Маршрут восстания сложился следующим образом: первой восстала 5-я рота Черниговского полка, стоявшая в Трилесах. Вечером того же 29 декабря она пришла в деревню Ковалевку, где соединилась с другой ротой того же полка — 2-й гренадерской. Ранним утром 30 декабря С. Муравьев-Апостол во главе двух рот вступил в Васильков, где к нему присоедини­лись другие роты Черниговского полка. Полк оказался, таким образом, почти весь в сборе. Из Васильков 31 де­кабря после полудня восставшие войска двинулись в де­ревню Мотовиловку, куда пришли к вечеру. 1 января в Мотовиловке полку была объявлена дневка. Это вызвало недовольство солдат, требовавших быстрых действий. Из Мотовиловки восставшие двинулись на Белую Церковь, но, не доходя до нее, остановились в селении Пологи, откуда еще раз, резко переменив маршрут, стали двигаться к Трилесам и, пройдя деревню Ковалевку, не дойдя до Трилес, встретили отряд генерала Гейсмара, ко­торый их разбил. Таков маршрут восстания.

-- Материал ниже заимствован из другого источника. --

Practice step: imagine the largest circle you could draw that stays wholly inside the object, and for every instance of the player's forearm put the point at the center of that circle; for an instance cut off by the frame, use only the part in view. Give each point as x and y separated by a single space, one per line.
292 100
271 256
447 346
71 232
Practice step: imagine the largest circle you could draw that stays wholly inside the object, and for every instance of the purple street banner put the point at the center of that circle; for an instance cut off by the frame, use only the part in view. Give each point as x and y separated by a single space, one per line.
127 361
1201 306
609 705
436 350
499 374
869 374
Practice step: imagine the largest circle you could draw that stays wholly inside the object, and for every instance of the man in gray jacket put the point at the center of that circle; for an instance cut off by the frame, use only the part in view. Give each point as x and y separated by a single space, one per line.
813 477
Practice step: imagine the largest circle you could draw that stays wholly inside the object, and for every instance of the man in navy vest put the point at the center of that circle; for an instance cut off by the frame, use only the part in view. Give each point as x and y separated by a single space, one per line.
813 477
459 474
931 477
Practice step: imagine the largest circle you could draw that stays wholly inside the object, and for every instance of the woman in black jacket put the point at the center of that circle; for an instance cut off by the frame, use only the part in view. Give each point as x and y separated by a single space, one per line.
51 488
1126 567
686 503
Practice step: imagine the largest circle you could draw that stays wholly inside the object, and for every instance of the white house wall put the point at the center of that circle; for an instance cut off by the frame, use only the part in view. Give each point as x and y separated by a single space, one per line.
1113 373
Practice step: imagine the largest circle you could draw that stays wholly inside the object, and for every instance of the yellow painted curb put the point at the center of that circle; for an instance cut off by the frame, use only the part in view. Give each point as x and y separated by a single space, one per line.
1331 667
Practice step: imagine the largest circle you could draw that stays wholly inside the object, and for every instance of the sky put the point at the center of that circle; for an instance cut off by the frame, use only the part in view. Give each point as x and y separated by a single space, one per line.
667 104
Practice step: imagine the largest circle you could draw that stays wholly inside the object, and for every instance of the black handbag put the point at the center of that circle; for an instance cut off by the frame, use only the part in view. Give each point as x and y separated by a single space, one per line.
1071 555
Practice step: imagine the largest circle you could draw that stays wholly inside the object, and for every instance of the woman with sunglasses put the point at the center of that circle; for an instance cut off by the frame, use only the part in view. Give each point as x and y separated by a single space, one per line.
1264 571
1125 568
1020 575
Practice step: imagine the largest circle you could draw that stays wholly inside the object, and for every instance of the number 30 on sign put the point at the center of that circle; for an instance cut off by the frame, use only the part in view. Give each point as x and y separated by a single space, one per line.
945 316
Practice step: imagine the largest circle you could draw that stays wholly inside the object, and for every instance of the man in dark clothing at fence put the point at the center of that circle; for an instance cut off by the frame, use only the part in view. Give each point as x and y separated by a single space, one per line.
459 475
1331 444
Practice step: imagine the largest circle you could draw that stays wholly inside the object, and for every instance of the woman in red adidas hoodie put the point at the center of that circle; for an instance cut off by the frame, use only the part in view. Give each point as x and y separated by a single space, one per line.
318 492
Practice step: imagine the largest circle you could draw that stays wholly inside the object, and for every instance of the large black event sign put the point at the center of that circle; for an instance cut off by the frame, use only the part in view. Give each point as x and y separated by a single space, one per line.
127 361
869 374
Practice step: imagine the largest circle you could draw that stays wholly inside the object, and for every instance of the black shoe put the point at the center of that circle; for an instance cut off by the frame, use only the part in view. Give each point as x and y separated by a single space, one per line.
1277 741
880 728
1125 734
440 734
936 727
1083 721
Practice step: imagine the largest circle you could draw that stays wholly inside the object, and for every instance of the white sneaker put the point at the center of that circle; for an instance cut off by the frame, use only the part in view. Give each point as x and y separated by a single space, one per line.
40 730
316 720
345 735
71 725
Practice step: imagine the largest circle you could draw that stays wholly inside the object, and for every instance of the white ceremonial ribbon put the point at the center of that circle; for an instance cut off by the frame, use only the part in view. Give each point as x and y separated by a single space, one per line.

На месте восстания остались убитые — в их числе крестьяне, шедшие за полком в его обозе, и три офицера. Со стороны правительственных войск убитых и раненых не было. Было арестовано 869 солдат и пять офицеров вос­ставшего Черниговского полка. Брат Муравьева-Апостола Ипполит, только что прибывший из Петербурга вестником северного восстания, застрелился на поле боя. Щепило был убит. Сухинов бежал. Сергей Муравьев-Апостол и Бесту­жев-Рюмин были арестованы на поле боя с оружием в руках. Раненый Кузьмин скрыл в рукаве пистолет и застрелился в первой корчме, где остановился его конвой.